"I dunno. He ain't to the store."
William strode off across the field, and he searched through the
house with an angry stamping and banging of doors, but he could not
find his father or the doughnuts. "Father!" he called, in an angry
shout, standing in the doorway, "Father!" But there was no reply, and
he went back to the others with the jug of sweetened water. Rebecca
watched him with furtive, anxious eyes, but he avoided looking at
her.
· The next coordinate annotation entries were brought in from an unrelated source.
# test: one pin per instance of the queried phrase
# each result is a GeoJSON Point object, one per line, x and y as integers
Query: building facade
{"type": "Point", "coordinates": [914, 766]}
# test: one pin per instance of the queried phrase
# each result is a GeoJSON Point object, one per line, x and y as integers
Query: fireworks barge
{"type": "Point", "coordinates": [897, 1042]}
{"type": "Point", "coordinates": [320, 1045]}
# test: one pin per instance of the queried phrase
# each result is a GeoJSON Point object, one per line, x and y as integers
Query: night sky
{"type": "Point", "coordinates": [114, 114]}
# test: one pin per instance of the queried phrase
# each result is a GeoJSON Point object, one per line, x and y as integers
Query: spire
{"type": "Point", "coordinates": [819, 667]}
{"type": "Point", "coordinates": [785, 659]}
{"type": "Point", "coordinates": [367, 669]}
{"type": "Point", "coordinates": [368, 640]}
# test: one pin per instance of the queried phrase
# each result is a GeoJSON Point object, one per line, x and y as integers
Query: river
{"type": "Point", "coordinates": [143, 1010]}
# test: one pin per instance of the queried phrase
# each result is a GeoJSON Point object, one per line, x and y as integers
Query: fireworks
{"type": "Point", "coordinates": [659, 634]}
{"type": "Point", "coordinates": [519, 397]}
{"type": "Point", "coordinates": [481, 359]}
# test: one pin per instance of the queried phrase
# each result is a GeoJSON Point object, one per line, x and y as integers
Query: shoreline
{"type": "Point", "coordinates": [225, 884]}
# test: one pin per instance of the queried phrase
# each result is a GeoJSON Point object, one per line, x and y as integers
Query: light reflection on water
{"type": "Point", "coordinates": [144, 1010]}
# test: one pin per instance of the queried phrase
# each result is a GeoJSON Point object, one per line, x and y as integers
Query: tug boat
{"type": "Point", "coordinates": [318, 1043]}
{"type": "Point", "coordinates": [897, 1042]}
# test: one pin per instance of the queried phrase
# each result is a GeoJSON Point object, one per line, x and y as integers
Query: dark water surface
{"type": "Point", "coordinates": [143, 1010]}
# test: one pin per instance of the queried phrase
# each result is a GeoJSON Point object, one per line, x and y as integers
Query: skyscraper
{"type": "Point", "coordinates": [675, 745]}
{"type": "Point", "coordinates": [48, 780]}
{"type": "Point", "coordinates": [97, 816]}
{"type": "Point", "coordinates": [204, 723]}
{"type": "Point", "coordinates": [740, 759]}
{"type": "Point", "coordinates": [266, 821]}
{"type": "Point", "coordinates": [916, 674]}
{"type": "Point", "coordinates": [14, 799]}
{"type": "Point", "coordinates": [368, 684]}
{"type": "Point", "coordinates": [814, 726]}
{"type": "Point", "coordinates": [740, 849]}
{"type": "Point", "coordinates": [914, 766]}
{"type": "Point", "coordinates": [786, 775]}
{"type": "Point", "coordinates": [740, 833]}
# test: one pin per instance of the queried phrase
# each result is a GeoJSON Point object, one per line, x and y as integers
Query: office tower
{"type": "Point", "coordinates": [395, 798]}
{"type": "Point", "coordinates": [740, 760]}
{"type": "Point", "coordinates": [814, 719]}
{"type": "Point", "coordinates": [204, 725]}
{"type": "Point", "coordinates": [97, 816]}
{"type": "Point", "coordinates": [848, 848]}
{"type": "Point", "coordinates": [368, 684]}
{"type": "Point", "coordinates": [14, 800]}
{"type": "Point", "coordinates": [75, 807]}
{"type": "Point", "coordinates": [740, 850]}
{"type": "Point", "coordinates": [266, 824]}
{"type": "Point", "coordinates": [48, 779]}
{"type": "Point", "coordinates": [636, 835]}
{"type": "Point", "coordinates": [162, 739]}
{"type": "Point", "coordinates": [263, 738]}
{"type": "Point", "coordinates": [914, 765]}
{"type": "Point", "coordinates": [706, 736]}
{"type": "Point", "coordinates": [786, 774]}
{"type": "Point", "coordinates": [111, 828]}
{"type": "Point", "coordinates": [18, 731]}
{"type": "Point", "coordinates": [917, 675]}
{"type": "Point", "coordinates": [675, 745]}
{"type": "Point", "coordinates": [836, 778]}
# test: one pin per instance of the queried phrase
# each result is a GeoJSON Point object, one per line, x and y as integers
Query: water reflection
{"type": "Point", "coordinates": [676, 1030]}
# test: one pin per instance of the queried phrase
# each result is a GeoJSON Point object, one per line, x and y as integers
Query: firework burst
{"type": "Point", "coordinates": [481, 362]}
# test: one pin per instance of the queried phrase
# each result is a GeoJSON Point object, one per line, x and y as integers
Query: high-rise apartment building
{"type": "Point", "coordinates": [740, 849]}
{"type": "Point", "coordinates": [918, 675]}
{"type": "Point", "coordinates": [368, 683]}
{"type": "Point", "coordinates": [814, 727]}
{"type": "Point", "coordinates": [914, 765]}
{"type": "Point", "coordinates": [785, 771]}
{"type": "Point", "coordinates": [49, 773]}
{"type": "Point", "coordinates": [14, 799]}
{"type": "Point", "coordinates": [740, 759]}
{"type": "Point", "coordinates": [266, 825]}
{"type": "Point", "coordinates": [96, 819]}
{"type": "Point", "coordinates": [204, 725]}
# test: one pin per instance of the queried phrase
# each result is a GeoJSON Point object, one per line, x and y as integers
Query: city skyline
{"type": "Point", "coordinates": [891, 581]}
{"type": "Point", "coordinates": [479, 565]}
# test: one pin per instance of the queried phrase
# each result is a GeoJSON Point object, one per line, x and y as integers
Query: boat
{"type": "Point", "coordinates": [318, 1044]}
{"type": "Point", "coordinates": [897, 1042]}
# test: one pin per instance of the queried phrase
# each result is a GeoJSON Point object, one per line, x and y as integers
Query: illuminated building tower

When he passed her a tumbler of sweetened water she took it and
thanked him fervently, but he did not seem to heed her at all.
After dinner they played romping games under the trees--hunt the
slipper, and button, and Copenhagen. Mrs. Barnard and two other women
had come over to see the festivity, and they sat at a little distance
with Mrs. Berry, awkwardly disposed against the trunks of trees, with
their feet tucked under their skirts to keep them from the damp
ground.
Copenhagen was the favorite game of the young people, and they played
on and on while the afternoon deepened. Clinging to the rope they
formed a struggling ring, looping this way and that way as the
pursuers neared them. Their laughter and gay cries formed charming
discords; their radiant faces had the likeness of one family of
flowers, through their one expression. The wind blew harder; the
girls' muslin skirts clung to their limbs as they moved against it,
and flew out around their heels in fluttering ruffles.